В дежурку дверь была распахнута. Там горел свет. Возле сейфа с личным оружием, как и положено, стоял дневальный со штыком на поясе. Дежурный офицер крепко спал, уронив голову на стол, рядом с телефоном.

Дневальный взглянул на Алешку и спросил шепотом, оберегая сон командира:

– Ты куда?

Алешка сделал вид, что застеснялся:

– Куда, куда… Туда.

– Обуйся. Шпингалет, застудишься.

Алешка послушно присел на табурет, надел кроссовки. И пошел в коридор. Спустился на первый этаж.

В умывальнике и в туалете тоже было светло. И тихо. Только мерно капала вода из худого крана и гудела под потолком лампа дневного света.

Алешка поежился – было прохладно. Окно туалета распахнуто во всю ширь по приказу старшины Баранкина, который неустанно боролся за свежий воздух во всех помещениях.

Алешка выглянул наружу. Ночь была светлая. Луна, круглая, яркая и огромная, висела на самом верху неба и заливала все вокруг голубым светом.

Алешка забрался на подоконник, лег на него животом, развернулся и сполз на землю. Присел на корточки, огляделся.

Все было спокойно. На земле лежали черные тени от зданий и деревьев. Тускло светились контрольные лампочки на КПП и возле складов и ангаров. Все кругом спало. Ни за что не подумаешь, что в этой мирной тишине и спокойствии замышляется черное преступное дело.

Алешка зевнул и встал – в первую очередь нужно нейтрализовать Горшкова и тетю Мотю, которые сейчас заканчивают на кухне все нормальные работы.
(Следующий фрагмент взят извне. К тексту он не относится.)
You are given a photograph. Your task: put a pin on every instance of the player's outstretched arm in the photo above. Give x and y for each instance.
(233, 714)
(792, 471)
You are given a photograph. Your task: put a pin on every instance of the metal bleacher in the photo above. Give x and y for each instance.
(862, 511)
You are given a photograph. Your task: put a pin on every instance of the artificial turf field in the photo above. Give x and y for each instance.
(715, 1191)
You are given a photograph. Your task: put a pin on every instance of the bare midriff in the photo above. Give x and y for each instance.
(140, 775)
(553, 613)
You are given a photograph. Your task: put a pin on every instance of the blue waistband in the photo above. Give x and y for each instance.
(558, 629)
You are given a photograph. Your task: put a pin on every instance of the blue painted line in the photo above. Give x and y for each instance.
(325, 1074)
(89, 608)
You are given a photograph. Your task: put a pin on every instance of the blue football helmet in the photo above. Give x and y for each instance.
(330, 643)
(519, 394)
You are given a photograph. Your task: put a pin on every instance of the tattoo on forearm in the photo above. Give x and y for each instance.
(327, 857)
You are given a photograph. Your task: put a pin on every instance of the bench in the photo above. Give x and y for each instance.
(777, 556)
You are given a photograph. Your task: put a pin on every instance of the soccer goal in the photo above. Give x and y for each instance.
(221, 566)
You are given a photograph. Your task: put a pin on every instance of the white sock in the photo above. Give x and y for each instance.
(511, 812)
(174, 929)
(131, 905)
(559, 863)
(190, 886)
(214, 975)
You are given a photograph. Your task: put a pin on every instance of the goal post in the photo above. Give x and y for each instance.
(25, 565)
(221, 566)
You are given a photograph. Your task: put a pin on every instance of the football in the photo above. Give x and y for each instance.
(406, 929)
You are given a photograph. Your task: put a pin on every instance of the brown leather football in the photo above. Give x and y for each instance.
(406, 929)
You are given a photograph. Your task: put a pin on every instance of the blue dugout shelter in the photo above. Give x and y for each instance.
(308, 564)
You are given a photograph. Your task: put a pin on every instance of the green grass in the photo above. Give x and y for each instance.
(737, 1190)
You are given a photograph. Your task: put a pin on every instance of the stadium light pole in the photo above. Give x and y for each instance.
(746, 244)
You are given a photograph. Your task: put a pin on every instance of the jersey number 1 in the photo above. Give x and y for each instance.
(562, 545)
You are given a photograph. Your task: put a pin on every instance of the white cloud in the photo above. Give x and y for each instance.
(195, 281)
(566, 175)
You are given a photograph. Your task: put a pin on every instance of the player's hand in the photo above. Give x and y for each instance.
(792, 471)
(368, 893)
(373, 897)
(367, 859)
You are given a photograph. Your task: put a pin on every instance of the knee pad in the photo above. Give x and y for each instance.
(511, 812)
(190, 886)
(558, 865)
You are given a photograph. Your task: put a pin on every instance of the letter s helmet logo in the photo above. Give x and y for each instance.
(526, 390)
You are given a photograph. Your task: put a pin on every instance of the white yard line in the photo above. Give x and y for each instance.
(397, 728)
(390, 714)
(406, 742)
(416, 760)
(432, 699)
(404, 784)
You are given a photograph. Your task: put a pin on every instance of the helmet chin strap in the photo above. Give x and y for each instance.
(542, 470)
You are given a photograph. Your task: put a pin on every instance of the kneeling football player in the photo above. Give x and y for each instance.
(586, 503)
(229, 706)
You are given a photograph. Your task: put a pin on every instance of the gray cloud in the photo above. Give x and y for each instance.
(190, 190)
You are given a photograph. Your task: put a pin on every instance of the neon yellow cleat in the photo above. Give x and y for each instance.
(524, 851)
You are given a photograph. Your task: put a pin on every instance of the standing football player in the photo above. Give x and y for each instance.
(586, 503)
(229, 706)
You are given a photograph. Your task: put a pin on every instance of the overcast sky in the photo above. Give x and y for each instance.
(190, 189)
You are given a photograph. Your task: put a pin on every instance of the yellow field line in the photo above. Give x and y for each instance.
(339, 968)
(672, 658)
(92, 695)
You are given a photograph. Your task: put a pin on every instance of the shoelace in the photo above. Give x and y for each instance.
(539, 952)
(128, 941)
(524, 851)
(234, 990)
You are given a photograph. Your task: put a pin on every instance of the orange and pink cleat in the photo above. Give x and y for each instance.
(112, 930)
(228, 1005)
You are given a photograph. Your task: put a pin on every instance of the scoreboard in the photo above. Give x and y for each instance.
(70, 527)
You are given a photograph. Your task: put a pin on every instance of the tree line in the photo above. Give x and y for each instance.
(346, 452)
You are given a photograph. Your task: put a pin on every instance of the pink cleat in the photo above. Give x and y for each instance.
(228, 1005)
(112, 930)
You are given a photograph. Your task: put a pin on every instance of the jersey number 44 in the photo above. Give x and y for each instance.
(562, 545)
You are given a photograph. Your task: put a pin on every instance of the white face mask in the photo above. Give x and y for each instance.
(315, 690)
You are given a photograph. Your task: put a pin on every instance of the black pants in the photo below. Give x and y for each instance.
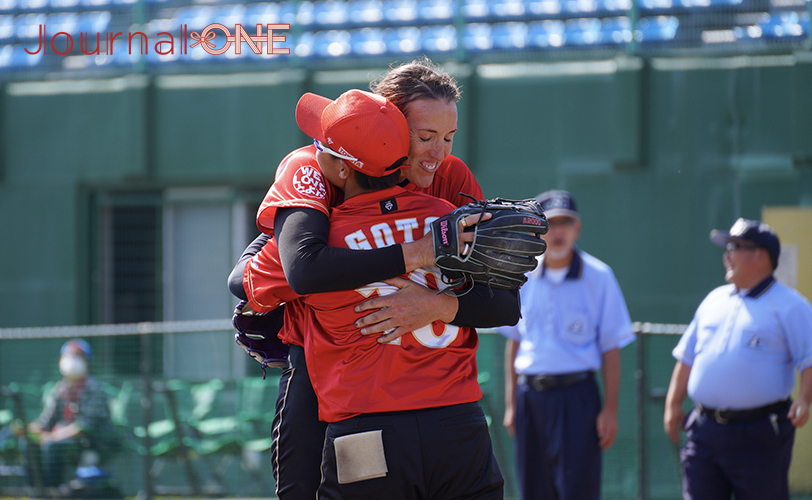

И готовятся к другой – подлой.

Стараясь держаться в тени, чтобы не попасться на глаза патрулям и часовым, Алешка окольным путем подобрался к собачьей будке, где как и вся природа вокруг, безмятежно дрых охранник Сачок. Да еще и солидно при этом похрапывал.

– Тихо! – шепнул ему Лешка. – Молча!

Сачок его послушался, но с такой радостью замолотил хвостом по стенкам будки, будто кто-то стучал палкой по пустой дубовой кадке.